Review - 'The Great Wall'
Short, simple, dumb and fun. Those are the four best words to describe what's in store for you when you sit down to watch Zhang Yimou's The Great Wall. This film is, for better or worse, the least taxing movie I've seen in a long time and is over before you've even had enough time to think about whether you have enjoyed it or not.
The Great Wall follows William Garin (Matt Damon) and Pero Tovar (Pedro Pascal) two mercenaries seeking black powder. They come across the Great Wall of China and discover that its inhabitants have been preparing for years for an inevitable attack by a huge swarm of creatures called the Tao Tei. Having killed one during the night, Garin decides to join in the battle.
The Great Wall is a movie that gets right to the point and never takes any time to linger, instead opting to barrel headfirst into action sequence after action sequence. This is probably because its plot is so basic that there really isn't anything to do or say in-between. I actually found the film's length of 104 minutes to be merciful and I can honestly say that I was never bored. Still, not being bored doesn't forgive the unoriginal plot and the downright strange performances by all of our non-Chinese characters.
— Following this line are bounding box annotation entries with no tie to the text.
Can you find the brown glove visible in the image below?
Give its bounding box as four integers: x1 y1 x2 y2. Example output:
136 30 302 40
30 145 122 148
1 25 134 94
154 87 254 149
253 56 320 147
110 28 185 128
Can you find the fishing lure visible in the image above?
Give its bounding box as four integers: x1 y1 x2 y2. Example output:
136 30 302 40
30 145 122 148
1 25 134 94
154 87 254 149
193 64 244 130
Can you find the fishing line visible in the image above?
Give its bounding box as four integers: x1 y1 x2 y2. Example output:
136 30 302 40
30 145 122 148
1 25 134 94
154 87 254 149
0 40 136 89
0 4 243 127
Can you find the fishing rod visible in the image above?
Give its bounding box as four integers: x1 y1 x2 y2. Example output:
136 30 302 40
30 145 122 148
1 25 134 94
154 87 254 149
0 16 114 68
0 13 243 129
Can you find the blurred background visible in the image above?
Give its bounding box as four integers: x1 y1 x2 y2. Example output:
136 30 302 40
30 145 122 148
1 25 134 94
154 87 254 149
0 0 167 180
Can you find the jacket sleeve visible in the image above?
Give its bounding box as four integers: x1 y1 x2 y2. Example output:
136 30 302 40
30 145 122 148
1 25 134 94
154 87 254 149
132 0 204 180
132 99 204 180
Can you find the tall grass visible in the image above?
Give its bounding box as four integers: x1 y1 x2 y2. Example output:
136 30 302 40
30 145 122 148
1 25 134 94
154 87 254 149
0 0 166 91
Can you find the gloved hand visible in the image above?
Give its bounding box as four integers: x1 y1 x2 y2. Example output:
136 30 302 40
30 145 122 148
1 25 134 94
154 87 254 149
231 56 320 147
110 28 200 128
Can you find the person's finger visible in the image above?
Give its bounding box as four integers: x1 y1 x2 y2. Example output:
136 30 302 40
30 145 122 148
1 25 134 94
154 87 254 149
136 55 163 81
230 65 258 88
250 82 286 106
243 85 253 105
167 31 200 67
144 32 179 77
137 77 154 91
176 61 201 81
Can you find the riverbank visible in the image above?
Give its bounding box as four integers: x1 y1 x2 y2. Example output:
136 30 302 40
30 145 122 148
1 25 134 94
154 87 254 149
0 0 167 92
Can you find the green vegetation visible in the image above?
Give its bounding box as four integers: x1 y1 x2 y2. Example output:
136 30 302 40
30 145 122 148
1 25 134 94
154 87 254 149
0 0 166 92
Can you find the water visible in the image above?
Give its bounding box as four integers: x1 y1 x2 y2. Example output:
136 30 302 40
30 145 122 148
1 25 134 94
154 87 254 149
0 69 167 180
The plot essentially boils down to being a neutered Chinese version of Starship Troopers but with crazy acrobatics and lots and lots of siege weapons. I know what you're thinking: that sounds like a damn good time! And it most certainly can be, but every time I started to enjoy parts of this film, there was always something working against it that would pull me out of the experience.
One thing that definitely wasn't working in the film's favor was the constant identity crisis it was struggling with. This film is a very odd amalgamation of Chinese and American sensibilities, so much so that it doesn't really have a definable identity. I would say at least 30-40% of the dialogue is in Chinese and the rest of it is in very unnaturally-spoken English.
I know there's a chance that it's not his fault, but I'm really not sure what kind of accent Matt Damon is going for here. I was going to attempt to describe it but I really can't, all I can say is that whatever it is, it's not right. Damon plays William Garin, an insanely skilled warrior who has fought in many battles. Even though The Great Wall was directed by Zhang Yimou, I couldn't shake the white savior vibe I kept getting from his character. It bugged me that the people on the wall had been training for this specific event all of their lives and William comes in and basically takes over the whole operation because he happens to be highly proficient at killing the Tao Tei. Oddly enough, despite everything working against him, I still couldn't help but like William, but maybe that's just because of all the good will Matt Damon has accumulated over the years.
Pedro Pascal plays Pero Tovar, who is William's partner. Tovar is a more conflicted character that isn't as willing to help the Chinese in the fight and just wants to get out of dodge with the black powder they were seeking in the first place. Pascal has the least awkward performance out of the Westerners, but his character still isn't all that compelling. Helping him is Sir Ballard, who is played by Willem Dafoe in an almost completely throw-away role. He plays a character who has spent years of his life in the wall against his will and sees Tovar and William as a way out. Jing Tian plays Commander Lin Mae of the Crane Troop, and she's pretty awesome. While some of her line delivery could use some work, I forgive it mainly because she had to interact in English with Matt Damon's character. I honestly think this film would have been so much better if she were the main character. Finally we have Andy Lau, who is underutilized here as Wang, a strategist and war counselor.
The action is undeniably one of the main draws of The Great Wall. Zhang Yimou is known for creating elegantly choreographed, and highly distinctive action. If you've seen Hero or House of Flying Daggers you will have an idea of what to expect here. The difference here is the over-reliance on computer-generated imagery. Still, even though The Great Wall is drenched in excessive amounts of CGI, the action sequences are still pleasing to the eye and you can always tell what is going on. That said, if you can't stand action that is over-the-top and ridiculous, this is most certainly not the film for you. I wasn't completely invested in the action sequences, but I can't deny that they were entertaining and unlike anything I have seen in any other film, which is most certainly due to Zhang Yimou's unique touch.
While the western influence, derivative plot and noticeable CGI drag The Great Wall down, I still had a decent time with the film and it only cost me an inconsequential hour-and-a-half to sit through. That said, unless you are a die-hard Zhang Yimou fan, I would recommend you wait until it's available to rent before checking this one out.